Tom Friedman Says Nasr Firing Troubling , Frank Rich Says Mel Gibson Always Nuts
Today’s New York Times op-ed pages are all fired up…in fact they’re almost bloggy. I was going to confine this post to Tom Friedman‘s assessment of CNN’s decision to fire Octavia Nasr, but how to resist Frank Rich who manages to connect Mel Gibson‘s abusive tirades with the current state of politics (and Fox News) in this country.
First here is Friedman, who not only worries what CNN’s decision portends for future journalists, but backs up the thinking behind Nasr’s controversial (singular) tweet. It’s rare that I say this anymore about a Friedman piece, but this one is definitely worth reading all the way through.
I find Nasr’s firing troubling…To begin with, what has gotten into us? One misplaced verb now and within hours you can have a digital lynch mob chasing after you — and your bosses scrambling for cover. A journalist should lose his or her job for misreporting, for misquoting, for fabricating, for plagiarizing, for systemic bias — but not for a message like this one.
What signal are we sending young people?
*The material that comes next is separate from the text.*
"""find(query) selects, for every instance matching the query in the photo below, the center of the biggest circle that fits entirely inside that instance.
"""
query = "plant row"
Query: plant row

Trim your sails, be politically correct, don’t say anything that will get you flamed by one constituency or another. And if you ever want a job in government, national journalism or as president of Harvard, play it safe and don’t take any intellectual chances that might offend someone. In the age of Google, when everything you say is forever searchable, the future belongs to those who leave no footprints.
And here is Rich on Gibson…he is not nice.
Six years ago [Mel Gibson] was not merely an A-list movie star with a penchant for drinking and boorish behavior but also a powerful and canonized figure in the political and cultural pantheon of American conservatism. That he has reached rock bottom tells us nothing new about Gibson. He was the same talented, nasty, bigoted blowhard then that he is today. But his fall says a lot about the changes in our country over the past six years. We shouldn’t take those changes for granted. We should take stock — and celebrate. They are good news…It was into that tinderbox of America 2004 that Gibson tossed his self-financed and self-directed movie about the crucifixion, “The Passion of the Christ.”
It seems preposterous in retrospect that a film as bigoted and noxious as “The Passion” had so many reverent defenders in high places in 2004. Once Gibson, or at least the subconscious Gibson, baldly advertised his anti-Semitism with his obscene tirade during a 2006 D.U.I. incident in Malibu, his old defenders had no choice but to peel off. Today you never hear conservatives mention their embrace of “The Passion” back then — if they mention Gibson at all. (Fox News has barely covered the new tapes. Ed note: Shepard Smith has talked about this frequently.) But it isn’t just Gibson who has been discredited. Even as he self-immolated, so did many of the moral paragons who had rallied around him as a culture-war martyr.